Thursday, October 21, 2010

Thursday, October 21, 2010

It was only 30 degrees this morning! Brrrrr..... A cold walk to school! We stopped off at a street market before going to school. Marie Ann met us and showed us where it was. Unbelievable vegetables-any and all varieties, fish and shellfish-some of which I have never seen, meats of all kinds-everything from raw beef, pork and chicken to charcuterie cured meats, only one bread maker and loads of clothing, scarves, shoes, etc. It seemed to go on for blocks! We did get a black turnip to try. None of us had ever seen one!

After the market, it was off to cooking school. Today Chef Denis (Pronounced Denny) was back. I had not met him before today but he was very nice. He is another assistant to Chef Martial. We made Pumpkin Soup garnished with a mix of Chanterelle and white mushrooms as a first course. Our main course, or Les Plats Principaux, was Filet de Canette roti aux navets etnjus court. In English, duck breast with a brown sauce with a side of tourne of parsnips, carrots and onions ( I didn't know they did tourne to things other than potatoes! ). Dessert was Napolean or in French, Millefeuille a la vanille. It was definitely not your mama's (or Cook Street's for that matter) Napolean. We let the rectangles of puff pastry rise in the oven. So each layer was quite large. It ended up very light and fluffly, just the right ending to a heavy meal.

Once school was finished, we took the Metro to see Raoul Maeder's bakery. He has won many awards for his baking and supplies many of the Michelin star restaurants in Paris with bread. He works in the basement of his store, the retail portion taking up the first floor. His kitchen is quite small, but he manages to turn out anyway from 1400-2000 baguettes a day! He also makes pastry as well as numerous other breads. We watched him mix a batch of bread that will be baked tomorrow morning. They use fresh yeast, water, salt, and flour for their baguettes. The baguettes were the best I've ever had! We also tasted bagels, seed crusted bread, sourdough bread, chocolate bread with chocolate chips, anise and orange zest sweet bread, orange zest and chocolate sweet bread as well as a couple of different pastries made with pate sable and filled with fruit. Absolutely wonderful! No one does bread and pastry as well as the French.

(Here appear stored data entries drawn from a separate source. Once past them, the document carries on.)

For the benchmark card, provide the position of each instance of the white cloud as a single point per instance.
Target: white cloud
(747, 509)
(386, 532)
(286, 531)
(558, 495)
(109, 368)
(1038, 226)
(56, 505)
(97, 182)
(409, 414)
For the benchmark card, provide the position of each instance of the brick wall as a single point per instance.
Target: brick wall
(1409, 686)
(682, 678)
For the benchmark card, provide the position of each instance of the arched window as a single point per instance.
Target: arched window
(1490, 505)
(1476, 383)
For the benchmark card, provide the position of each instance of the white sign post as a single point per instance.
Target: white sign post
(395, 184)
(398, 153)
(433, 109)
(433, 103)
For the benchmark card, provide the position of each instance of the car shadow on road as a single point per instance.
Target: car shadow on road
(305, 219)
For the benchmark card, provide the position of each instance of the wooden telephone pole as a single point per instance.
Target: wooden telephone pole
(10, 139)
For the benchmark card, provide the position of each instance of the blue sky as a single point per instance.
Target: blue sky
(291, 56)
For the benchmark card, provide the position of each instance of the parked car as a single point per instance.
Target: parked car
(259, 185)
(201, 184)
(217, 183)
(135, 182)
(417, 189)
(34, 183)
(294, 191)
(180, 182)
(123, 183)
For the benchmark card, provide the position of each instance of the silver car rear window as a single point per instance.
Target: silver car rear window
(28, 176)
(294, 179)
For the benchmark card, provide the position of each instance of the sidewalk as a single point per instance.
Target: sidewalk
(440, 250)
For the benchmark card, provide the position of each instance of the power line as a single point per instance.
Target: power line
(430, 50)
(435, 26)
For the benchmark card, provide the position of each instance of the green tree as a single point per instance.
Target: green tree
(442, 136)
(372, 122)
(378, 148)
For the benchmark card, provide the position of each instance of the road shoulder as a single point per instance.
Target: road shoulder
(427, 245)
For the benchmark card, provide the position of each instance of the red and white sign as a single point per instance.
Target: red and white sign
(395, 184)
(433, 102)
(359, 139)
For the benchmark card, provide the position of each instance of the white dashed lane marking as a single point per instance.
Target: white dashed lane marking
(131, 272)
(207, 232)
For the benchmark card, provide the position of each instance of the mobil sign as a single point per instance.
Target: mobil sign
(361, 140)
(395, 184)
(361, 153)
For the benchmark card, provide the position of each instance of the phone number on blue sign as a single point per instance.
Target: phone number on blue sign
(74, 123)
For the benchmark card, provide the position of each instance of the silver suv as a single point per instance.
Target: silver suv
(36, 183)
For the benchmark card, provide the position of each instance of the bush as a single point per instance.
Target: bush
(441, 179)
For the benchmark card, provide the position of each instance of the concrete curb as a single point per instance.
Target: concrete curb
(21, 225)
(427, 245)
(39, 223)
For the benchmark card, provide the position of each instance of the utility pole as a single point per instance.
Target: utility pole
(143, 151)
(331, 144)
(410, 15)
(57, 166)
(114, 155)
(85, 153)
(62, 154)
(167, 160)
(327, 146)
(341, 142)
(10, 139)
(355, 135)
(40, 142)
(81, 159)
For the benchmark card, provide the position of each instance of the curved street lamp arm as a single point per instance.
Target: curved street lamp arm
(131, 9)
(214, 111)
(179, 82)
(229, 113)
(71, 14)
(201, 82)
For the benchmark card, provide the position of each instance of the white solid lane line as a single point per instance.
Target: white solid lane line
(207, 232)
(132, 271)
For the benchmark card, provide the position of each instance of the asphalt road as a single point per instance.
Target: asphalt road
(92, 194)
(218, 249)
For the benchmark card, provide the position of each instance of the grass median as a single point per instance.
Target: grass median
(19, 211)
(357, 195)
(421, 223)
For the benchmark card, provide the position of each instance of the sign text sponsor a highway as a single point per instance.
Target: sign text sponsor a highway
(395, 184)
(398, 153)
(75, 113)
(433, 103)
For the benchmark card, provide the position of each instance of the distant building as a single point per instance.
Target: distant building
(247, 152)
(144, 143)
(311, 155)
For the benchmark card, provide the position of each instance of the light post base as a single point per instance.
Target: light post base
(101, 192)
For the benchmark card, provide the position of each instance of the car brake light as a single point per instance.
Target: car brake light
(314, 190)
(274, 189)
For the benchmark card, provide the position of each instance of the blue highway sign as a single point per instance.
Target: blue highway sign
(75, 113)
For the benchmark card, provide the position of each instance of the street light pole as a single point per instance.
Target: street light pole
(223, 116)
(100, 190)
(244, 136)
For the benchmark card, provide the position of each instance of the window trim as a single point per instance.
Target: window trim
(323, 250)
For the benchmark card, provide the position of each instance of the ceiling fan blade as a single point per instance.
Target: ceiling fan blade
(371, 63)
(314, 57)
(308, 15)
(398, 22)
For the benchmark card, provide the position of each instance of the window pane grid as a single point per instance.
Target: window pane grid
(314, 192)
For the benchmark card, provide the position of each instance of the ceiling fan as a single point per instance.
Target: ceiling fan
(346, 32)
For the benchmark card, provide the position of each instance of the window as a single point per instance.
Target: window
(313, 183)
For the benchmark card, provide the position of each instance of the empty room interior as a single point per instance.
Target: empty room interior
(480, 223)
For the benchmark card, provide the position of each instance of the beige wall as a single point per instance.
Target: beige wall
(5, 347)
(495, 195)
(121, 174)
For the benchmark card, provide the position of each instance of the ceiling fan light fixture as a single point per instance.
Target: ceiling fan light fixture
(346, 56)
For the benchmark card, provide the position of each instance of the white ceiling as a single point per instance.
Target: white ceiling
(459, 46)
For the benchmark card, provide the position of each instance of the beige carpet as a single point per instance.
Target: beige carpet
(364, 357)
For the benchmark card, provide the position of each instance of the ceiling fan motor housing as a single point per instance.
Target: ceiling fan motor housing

Alta and I did a little shopping after our field trip. We found a cook book store called the "Librairie Gormande". Alta bought a couple of cookbooks and Tim bought a wine map of France. Tim was from the class before ours and woks for a winery in North Dakota (didn't know they made wine in North Dakota-who'd a thought!) and is going to do a presentation for his co-workers when he gets back. We kind of got lost and the stores close at 7pm, so we ran out of time and did not go into any more stores. Maybe later. I've noticed that almost every French woman wears boots! And they dress nicer than most American! Unfair that they can look so good! Ah, well....say la vie!

I did learn something in Italy that I keep forgetting to write about. Chef Piero told us that instead of using lemons to keep fruits and vegetables from turning brown, you can use carbonated water. The water doesn't alter the taste of the food. I thought that was a nice alternative. Just thought I would pass that on!